The World Bank’s mission is to “end poverty within a generation and boost shared prosperity.” They had their PR problems a few years ago, when their infamous Structural Adjustment Programs were shown to create more harm than good, but since then they have had a fundamental re-think, right? Wrong. The problem is, because they can’t see, or don’t know how to begin to counteract the toxic logic of “growth at all costs,” they’re peddling the same snake oil today with new packaging.

Through a system called the “Doing Business” rankings, the Bank uses its considerable financial and political power to force developing countries to make it as easy as possible for land to be grabbed by foreign corporations or local elites. It works by awarding points to countries when they act in favor of the “ease of doing business” and then publishing how countries rank against each other annually in a report they are very proud to claim “has served as an incomparable catalyst for business reform initiatives.” The report has become the bank’s most influential publication, and the ranking system is a powerful tool for forcing countries to initiate regulatory “reforms,” driving a quarter of the 2,100 policy changes documented since it was launched.

In other words, policies that service the needs of intensive, large-scale international business are rewarded and ones judged to stand in its way are punished. For example, the fewer regulations there are on land purchase, the higher the rating, with maximum points being awarded to countries with total freedom of purchase. More modest corporate taxation gets some reward; most points are awarded for zero corporate taxation. Countries are even punished for offering their workers minimum wages. It is the neoliberal blueprint for economic development: low corporate taxation, low worker wages and protection, maximum privatization and minimal standards of environmental protection: everything, in other words, to maximize wealth extraction and concentration.

You might well ask why a supposed development agency favors large corporate interests so blatantly. The reason is simple. The World Bank is controlled by rich governments, and so, perhaps unsurprisingly, it believes that what’s good for growing corporations – most of which are from rich countries – is good for the world. In perfect harmony with the G8, the bank behaves as if corporations’ ability to maximize profit and shareholder value is at the root of all prosperity – not just the prosperity of the rich – and is therefore more important than supporting the smallholder farmers who are currently feeding 70 percent of the world; more important that ensuring industrial activity doesn’t contribute to climate change; and more important than letting democratic countries set their own economic policy.
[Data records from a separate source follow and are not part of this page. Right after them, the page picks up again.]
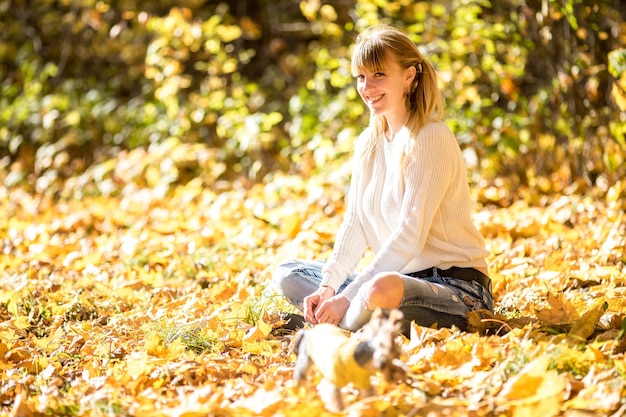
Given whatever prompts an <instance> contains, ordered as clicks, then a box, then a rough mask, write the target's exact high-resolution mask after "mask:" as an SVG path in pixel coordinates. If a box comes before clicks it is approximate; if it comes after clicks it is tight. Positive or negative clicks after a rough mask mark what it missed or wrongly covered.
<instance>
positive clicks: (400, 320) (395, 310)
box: [389, 308, 404, 323]
mask: <svg viewBox="0 0 626 417" xmlns="http://www.w3.org/2000/svg"><path fill="white" fill-rule="evenodd" d="M403 318H404V314H402V311H400V310H398V309H397V308H396V309H393V310H391V311H390V312H389V320H391V322H393V323H396V322H399V321H401V320H402V319H403Z"/></svg>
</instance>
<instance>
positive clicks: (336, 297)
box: [315, 294, 350, 325]
mask: <svg viewBox="0 0 626 417" xmlns="http://www.w3.org/2000/svg"><path fill="white" fill-rule="evenodd" d="M349 306H350V301H348V299H347V298H346V297H344V296H343V295H341V294H338V295H335V296H332V297H330V298H329V299H328V300H326V301H323V302H322V303H321V304H320V305H319V306H318V307H317V309H316V310H315V319H316V320H317V322H318V323H330V324H335V325H337V324H339V322H340V321H341V319H343V316H344V315H345V314H346V311H348V307H349Z"/></svg>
In Al Jazeera, “The New Shock Doctrine: ‘Doing Business’ with the World Bank,” Dr. Jason Hickel says, “The well-being of the people, the health of the land, the fairness of the society; none of these counts in the brave new world of business. Countries are compelled to ignore the interests of their own citizens in the global competition to bolster corporate power.” He goes on to state an important implication of the “Doing Business” rankings: “The rankings not only inform investors’ decisions, they also determine the flow of development aid, as some aid agencies use them to give preferential support to countries that make progress in the rankings. Forget measures of health, happiness and democracy. Forget gains in growth and employment. In the end, what counts most is the “ease of doing business.” The rankings are essentially a modern, covert version of the infamous Structural Adjustment Programs – economic rape and pillage, disguised as development.
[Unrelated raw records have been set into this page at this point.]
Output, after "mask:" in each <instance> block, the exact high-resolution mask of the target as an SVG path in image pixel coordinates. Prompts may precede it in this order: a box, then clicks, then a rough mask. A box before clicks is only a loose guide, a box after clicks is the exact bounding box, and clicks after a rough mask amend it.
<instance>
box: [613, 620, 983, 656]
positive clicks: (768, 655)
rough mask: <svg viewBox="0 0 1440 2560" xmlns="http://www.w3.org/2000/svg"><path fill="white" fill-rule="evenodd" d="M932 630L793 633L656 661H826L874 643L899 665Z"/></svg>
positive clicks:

In a world where farmers, pastoralists and indigenous peoples are facing increasingly harsh conditions, and where the richest 85 individuals have the same wealth as the poorest 3.5 billion people combined, it is unconscionable that an organization that is supposed to help increase everyone’s well-being uses its power to support the already rich at the expense of the majority.

Inequality is a defining problem of our times; we all know that. In order to truly start to address it, we must expose the essential drivers behind it, especially when the perpetrators are masquerading as saviors.